Both TCS and CHX act as biocides at high concentrations and at lower concentrations have a bacteriostatic effect. Drug effects can be analyzed through the broth culture quantification assay. Figure 14 compares the bacterial growth curves of unloaded (solid lines) and loaded (dashed and dotted lines for CHX and TCS, respectively) PLA processed specimens. Both drugs had a clear bactericidal and bacteriostatic effect in the two studied bacterium media. Thus, bacterial growth was reduced to close to 20%, related to the 100% of neat PLA. PLA loaded with 3 wt-% of CHX firstly had a high bactericidal effect, suppressing the bacterial growth up to 24 h, and, subsequently, a bacteriostatic activity that kept the total bacterial growth under 20%. For the samples loaded with TCS, the bactericidal effect was a little less effective since a delay of the growth around 10–15 h was observed with respect to CHX. Nevertheless, the bacteriostatic effect was active for the whole assay, allowing for reaching similar growth levels in both bacterium media than those observed for CHX loaded specimens.

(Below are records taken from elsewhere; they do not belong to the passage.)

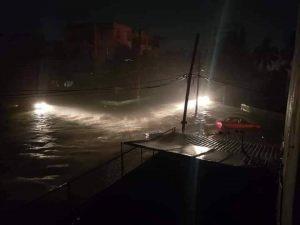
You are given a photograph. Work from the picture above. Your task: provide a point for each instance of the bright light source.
(204, 101)
(42, 107)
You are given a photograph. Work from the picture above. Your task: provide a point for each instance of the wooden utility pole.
(197, 87)
(287, 214)
(183, 122)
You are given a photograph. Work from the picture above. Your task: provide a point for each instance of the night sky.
(177, 21)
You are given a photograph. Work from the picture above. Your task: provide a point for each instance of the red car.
(235, 123)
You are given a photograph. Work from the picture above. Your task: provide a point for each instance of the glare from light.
(42, 107)
(204, 101)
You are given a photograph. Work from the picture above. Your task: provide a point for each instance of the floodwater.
(42, 148)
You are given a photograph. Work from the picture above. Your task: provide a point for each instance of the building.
(107, 41)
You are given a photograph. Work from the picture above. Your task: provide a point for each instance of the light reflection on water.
(65, 141)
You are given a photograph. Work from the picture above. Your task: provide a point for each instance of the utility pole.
(198, 83)
(289, 199)
(183, 122)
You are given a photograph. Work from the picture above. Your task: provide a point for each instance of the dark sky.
(178, 21)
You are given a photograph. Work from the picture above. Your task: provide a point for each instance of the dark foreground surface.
(173, 189)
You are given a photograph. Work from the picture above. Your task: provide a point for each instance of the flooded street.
(43, 147)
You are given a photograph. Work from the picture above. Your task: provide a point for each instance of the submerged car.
(235, 123)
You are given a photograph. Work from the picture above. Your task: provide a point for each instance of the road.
(40, 149)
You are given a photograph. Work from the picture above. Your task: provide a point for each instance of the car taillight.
(219, 124)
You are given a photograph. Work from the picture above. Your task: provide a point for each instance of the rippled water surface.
(40, 149)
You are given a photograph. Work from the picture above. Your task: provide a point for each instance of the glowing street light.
(41, 107)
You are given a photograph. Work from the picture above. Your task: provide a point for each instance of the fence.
(62, 201)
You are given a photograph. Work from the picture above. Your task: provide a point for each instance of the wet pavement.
(42, 149)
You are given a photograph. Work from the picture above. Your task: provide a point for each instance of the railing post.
(69, 194)
(122, 161)
(141, 155)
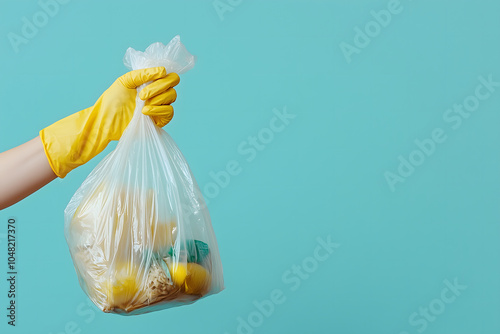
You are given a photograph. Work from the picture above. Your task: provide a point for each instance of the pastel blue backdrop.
(364, 89)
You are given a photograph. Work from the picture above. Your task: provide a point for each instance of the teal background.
(323, 175)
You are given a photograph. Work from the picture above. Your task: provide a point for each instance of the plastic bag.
(138, 229)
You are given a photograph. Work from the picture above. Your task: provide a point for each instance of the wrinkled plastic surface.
(138, 229)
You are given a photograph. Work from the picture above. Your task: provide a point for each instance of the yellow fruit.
(122, 285)
(192, 277)
(178, 272)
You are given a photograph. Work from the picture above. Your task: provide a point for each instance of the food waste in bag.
(138, 228)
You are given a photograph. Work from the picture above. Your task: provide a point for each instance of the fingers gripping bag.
(138, 229)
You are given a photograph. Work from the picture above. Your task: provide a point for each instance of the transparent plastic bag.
(138, 229)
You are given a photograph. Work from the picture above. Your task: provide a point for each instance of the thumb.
(134, 79)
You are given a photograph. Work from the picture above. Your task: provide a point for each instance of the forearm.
(23, 170)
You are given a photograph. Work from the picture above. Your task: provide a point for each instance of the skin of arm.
(30, 166)
(23, 170)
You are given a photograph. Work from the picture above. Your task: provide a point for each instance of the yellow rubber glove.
(74, 140)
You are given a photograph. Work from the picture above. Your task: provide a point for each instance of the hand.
(74, 140)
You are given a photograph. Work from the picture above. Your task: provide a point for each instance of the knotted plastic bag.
(138, 229)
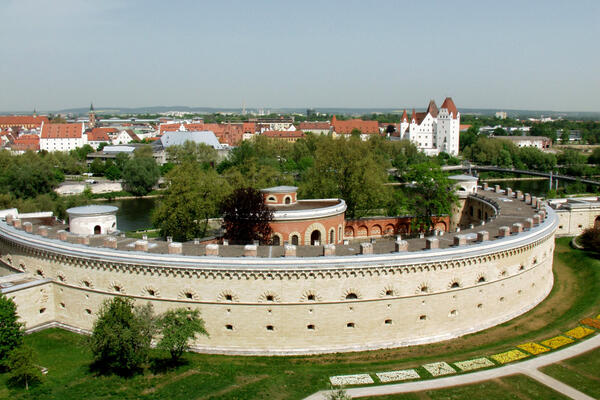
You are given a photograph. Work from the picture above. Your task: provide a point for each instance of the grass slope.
(576, 295)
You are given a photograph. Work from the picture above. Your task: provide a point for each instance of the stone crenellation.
(301, 305)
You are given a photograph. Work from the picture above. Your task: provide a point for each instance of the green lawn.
(581, 372)
(576, 295)
(516, 387)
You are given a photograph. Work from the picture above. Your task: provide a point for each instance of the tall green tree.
(191, 151)
(194, 195)
(177, 327)
(432, 195)
(140, 174)
(11, 330)
(121, 336)
(246, 217)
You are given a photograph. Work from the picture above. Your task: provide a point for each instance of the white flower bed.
(393, 376)
(343, 380)
(439, 368)
(477, 363)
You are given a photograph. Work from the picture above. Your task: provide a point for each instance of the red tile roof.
(283, 134)
(307, 126)
(26, 142)
(404, 116)
(62, 131)
(346, 127)
(100, 134)
(132, 134)
(432, 109)
(449, 104)
(249, 127)
(22, 120)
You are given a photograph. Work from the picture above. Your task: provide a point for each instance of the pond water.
(539, 187)
(133, 214)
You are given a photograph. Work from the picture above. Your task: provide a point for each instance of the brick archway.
(315, 227)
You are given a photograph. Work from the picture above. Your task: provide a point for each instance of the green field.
(576, 295)
(582, 372)
(516, 387)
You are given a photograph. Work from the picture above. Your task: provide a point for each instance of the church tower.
(92, 117)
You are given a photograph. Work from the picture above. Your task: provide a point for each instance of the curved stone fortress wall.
(302, 305)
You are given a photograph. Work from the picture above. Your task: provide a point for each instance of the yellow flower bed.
(509, 356)
(557, 342)
(579, 332)
(533, 348)
(591, 322)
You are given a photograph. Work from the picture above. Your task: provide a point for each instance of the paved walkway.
(528, 367)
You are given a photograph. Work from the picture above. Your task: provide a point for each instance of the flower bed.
(509, 356)
(477, 363)
(343, 380)
(439, 368)
(557, 342)
(533, 348)
(401, 375)
(579, 332)
(591, 322)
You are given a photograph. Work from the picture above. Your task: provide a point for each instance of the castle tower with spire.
(92, 117)
(434, 130)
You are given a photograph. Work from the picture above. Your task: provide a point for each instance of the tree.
(97, 167)
(433, 195)
(590, 239)
(192, 151)
(194, 195)
(112, 172)
(499, 131)
(23, 368)
(246, 217)
(140, 174)
(11, 331)
(177, 327)
(347, 169)
(121, 336)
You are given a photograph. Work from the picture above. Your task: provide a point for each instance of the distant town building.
(22, 121)
(366, 128)
(433, 131)
(26, 143)
(125, 136)
(287, 136)
(62, 137)
(318, 128)
(99, 135)
(540, 142)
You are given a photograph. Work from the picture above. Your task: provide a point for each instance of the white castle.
(433, 131)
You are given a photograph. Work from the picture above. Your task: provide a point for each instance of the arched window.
(315, 237)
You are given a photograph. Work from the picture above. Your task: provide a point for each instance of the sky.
(534, 54)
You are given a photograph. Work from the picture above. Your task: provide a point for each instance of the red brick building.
(346, 127)
(304, 222)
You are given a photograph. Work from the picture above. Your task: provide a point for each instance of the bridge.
(549, 175)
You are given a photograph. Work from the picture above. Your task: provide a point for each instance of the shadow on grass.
(99, 368)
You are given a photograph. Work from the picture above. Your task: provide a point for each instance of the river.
(133, 214)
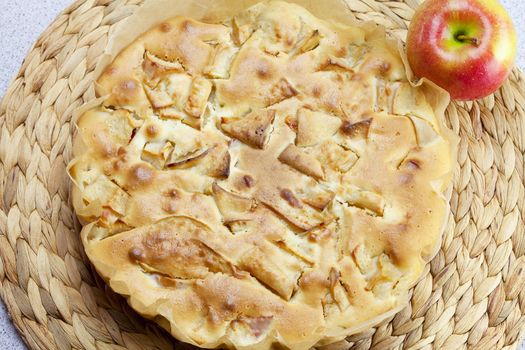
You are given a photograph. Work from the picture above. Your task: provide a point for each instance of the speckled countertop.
(21, 22)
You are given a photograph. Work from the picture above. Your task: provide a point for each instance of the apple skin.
(468, 47)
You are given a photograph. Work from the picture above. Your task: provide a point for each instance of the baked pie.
(272, 179)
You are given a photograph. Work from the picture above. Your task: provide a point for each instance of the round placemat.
(471, 295)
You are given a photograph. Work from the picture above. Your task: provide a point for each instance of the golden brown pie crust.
(271, 179)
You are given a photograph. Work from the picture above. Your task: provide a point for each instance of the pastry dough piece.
(273, 179)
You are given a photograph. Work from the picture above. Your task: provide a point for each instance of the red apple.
(467, 47)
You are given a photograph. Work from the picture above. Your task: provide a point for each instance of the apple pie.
(274, 179)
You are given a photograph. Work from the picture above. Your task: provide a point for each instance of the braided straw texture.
(470, 297)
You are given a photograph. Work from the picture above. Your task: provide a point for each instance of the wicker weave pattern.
(471, 295)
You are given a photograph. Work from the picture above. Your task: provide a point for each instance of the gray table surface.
(21, 22)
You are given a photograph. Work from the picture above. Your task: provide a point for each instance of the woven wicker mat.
(472, 293)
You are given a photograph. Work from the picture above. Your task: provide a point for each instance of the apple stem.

These results are very interesting because they firstly show that loaded micromolded pieces provide enough bactericidal concentration in the medium, and secondly that drugs are released in a continuous way to guarantee clear bacteriostatic effects. In summary, the studied micromolded pieces loaded with TCS or CHX remain efficiently protected against eventual bacterial infections over time.

4. Conclusions

Micromolded specimens loaded with bactericide agents could be effectively processed using ultrasound as an effective energy source. Results supported the potential of this new processing technology for producing micropieces from biodegradable and biocompatible polymers such as polylactide, and pharmacological drugs. Specimens with minimum degradation and a uniform drug distribution could be easily obtained. More interestingly, the low processing time required for the ultrasound technology appears highly advantageous when compounds that enhance thermal degradation should be incorporated into the polymer matrix. In this sense, the decrease in the final degradation of pieces loaded with CHX is notable with respect to specimens obtained by classical melt processing. CHX and TCS loaded microspecimens retained the activity of TCS and CHX after ultrasound processing. Specifically, drugs were slowly released from the micropieces with a rate that was slightly dependent on their hydrophilicity. The release in a PBS-ethanol medium (70% of PBS) followed a first order kinetics with constants of 0.0356 h⁻¹ and 0.027 h⁻¹ for CHX and TCS, respectively. Bactericide and bacteriostatic effects against both Gram-positive and Gram-negative bacteria were detected for the two drugs at the beginning and at the final step of exposure to the bacterium media, respectively. Bacterial growth could be reduced to close to 20% when micropieces were loaded with only 3 wt-% of any of the selected CHX and TCS drugs.